Market focus is largely attuned to global trade developments, after the U.S. delayed tariffs on some Chinese imports in the previous session.
Asian stocks climbed on Wednesday after the White House abruptly changed course to delay tariffs on Chinese imports, but European indexes slipped as data showed the German economy shrank in the second quarter.
The Trump administration on Tuesday postponed plans for new tariffs until December, sending U.S. indexes higher. Stocks in Asia followed suit, with shares in Shanghai up 0.4% and Japan’s Nikkei up 1%.
Hong Kong’s Hang Seng was an outlier in the region to trade nearly flat, as the city continued to struggle with protests and violence.
Government bond markets showed continuing signs of caution with the yield on the 10-year German bond falling to a fresh record low of minus 0.622%, according to Tradeweb. Bond yields and prices move in opposite directions.
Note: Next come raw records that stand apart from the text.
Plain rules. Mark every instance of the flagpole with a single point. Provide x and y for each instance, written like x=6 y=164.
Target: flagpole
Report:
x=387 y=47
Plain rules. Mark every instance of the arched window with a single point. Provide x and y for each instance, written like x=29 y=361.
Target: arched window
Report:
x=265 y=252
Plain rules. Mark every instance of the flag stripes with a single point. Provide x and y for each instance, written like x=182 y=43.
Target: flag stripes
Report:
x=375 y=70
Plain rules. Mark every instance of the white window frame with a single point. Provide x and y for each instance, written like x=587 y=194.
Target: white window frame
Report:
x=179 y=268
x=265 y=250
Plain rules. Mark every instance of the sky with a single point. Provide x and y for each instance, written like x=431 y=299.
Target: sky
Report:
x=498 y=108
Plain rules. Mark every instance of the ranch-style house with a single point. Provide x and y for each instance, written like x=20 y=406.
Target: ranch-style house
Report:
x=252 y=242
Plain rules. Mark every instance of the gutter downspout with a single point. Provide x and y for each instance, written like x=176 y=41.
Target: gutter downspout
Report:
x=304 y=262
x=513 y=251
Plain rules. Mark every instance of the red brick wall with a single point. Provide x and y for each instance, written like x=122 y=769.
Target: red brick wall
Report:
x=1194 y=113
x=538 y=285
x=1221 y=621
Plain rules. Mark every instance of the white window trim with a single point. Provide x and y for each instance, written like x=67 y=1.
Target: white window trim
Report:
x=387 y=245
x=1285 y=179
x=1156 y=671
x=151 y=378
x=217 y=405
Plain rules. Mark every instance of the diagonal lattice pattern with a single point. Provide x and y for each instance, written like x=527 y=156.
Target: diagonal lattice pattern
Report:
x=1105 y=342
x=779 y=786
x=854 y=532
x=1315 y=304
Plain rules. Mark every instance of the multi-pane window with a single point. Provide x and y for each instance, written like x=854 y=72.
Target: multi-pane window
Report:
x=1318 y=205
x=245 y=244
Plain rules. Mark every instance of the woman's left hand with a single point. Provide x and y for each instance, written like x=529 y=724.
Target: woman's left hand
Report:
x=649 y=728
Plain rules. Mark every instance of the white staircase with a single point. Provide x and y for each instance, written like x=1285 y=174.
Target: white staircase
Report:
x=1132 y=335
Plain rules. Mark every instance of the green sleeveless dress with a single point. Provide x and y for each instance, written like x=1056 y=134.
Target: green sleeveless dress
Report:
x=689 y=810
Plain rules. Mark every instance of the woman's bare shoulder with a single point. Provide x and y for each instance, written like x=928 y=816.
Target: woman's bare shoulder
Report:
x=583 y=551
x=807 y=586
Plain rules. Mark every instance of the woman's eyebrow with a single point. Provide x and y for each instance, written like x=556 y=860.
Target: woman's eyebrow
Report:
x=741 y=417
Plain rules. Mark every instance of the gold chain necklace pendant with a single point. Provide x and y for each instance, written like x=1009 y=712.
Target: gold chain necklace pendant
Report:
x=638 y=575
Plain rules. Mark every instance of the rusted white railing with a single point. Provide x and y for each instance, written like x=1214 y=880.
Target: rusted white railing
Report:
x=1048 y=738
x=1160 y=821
The debilitating effect of trade tensions were also visible in Chinese data, as value-added industrial production in the country grew 4.8% in July, significantly lower than the 6.3% increase in June and below expectations of 5.9% growth.
Still, Asian stocks rallied on the tariff delay, which came amid concerns about the costs to American consumers during the holiday shopping season.
In commodities, gold prices edged down 0.3%, while Brent crude oil prices dropped 1%, pulling back from Tuesday’s near 5% rally.